Most U.S. stocks experienced declines on Wednesday as oil prices began to rise once more, though the markets remained relatively stable for a second consecutive day following a turbulent start to the week due to the conflict in the Middle East. The S&P 500 ended the trading session with a 0.1% drop, the Dow Jones Industrial Average slipped by 0.6%, and the Nasdaq composite saw a 0.1% increase. Oracle played a role in curbing Wall Street’s losses after its stock surged following a strong earnings report.
Since the commencement of the conflict on February 28, oil prices have been the primary catalyst for significant fluctuations in financial markets globally, sometimes changing rapidly. This week, oil prices briefly surged to their highest levels since 2022 amid concerns that Middle East production disruptions could lead to prolonged blockades, thereby fueling worries about a potential spike in global inflation.
Despite the International Energy Agency (IEA) announcing that its members would release a historic 400 million barrels of oil from emergency reserves, oil prices edged higher on Wednesday. Analysts suggest that only a full restoration of oil and natural gas supply from the Persian Gulf region will truly stabilize the market, with investors eagerly anticipating the end of the conflict.
“I think it will have a calming effect and it will push prices down simply because, you know, sentiment will be eased, and essentially we will have more oil available on the market,” said Naveen Das, an energy analyst at Kpler in London. However, Das emphasized that the released reserves may not fully offset the ongoing daily loss of oil in the Strait of Hormuz.
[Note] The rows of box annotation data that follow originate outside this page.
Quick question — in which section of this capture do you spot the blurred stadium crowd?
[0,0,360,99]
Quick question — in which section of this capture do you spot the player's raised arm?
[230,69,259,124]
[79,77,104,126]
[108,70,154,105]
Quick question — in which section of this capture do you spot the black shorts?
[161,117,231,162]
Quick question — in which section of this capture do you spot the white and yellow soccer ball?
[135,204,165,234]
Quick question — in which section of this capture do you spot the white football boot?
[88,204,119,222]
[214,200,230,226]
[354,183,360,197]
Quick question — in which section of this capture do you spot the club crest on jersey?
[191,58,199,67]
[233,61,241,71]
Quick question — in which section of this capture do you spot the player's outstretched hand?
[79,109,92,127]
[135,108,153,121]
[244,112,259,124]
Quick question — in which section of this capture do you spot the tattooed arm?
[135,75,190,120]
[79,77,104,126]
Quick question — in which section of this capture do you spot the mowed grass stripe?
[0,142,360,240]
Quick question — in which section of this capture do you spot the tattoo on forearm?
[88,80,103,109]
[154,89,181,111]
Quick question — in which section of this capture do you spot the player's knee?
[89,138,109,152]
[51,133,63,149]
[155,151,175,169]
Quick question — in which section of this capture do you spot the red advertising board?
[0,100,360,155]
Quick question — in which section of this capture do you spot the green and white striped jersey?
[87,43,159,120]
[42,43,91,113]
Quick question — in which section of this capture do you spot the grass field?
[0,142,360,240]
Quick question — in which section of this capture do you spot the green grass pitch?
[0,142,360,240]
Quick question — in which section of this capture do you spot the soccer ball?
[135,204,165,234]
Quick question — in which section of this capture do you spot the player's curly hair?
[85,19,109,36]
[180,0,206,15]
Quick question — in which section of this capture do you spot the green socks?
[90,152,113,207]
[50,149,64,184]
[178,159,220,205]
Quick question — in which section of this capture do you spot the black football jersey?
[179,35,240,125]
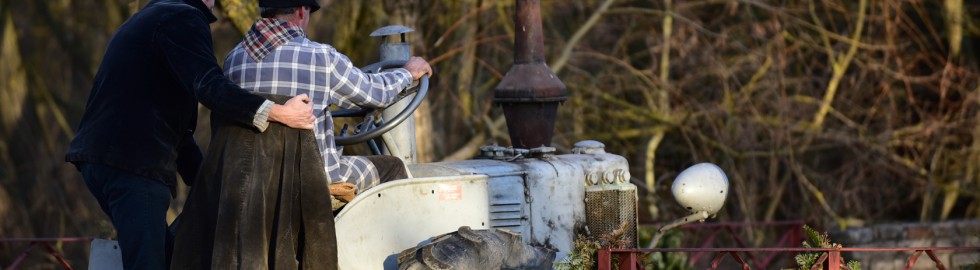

The price of Brent crude, the global benchmark, surged by 4.8% to settle at $91.98 US, while benchmark U.S. crude rose by 4.6% to settle at $87.25 US per barrel. Germany, Austria, and Japan announced plans to release portions of their oil reserves in response to the IEA’s call for member countries to release reserves.
Concerns are focused on the Strait of Hormuz, a critical waterway where a significant portion of the world’s oil shipments pass through daily. The conflict has disrupted traffic in the strait, leading to storage tanks filling up and prompting oil producers to reduce output.
Amid ongoing tensions, the U.S. has taken action against Iranian vessels laying mines, while Iran has threatened to block oil exports in the region. Analysts emphasize the importance of ensuring crude oil flows through the strait to stabilize prices.
While emergency oil reserve releases may provide temporary relief, analysts warn that prolonged supply disruptions could lead to further oil price increases if the conflict persists. There are concerns that sustained high oil prices could strain household budgets and business operations, potentially leading to a scenario of “stagflation.”
Recent data showed a 2.4% year-over-year increase in consumer prices for groceries, gasoline, and other essentials in February. The inflation rate, though in line with expectations, remains above the Federal Reserve’s two per cent target, prompting speculation about the timing of potential interest rate cuts.
The spike in oil prices has led traders to revise expectations for Fed rate cuts, with implications for the economy and inflation. President Trump’s calls for rate cuts to boost the economy have raised concerns about their impact on inflation.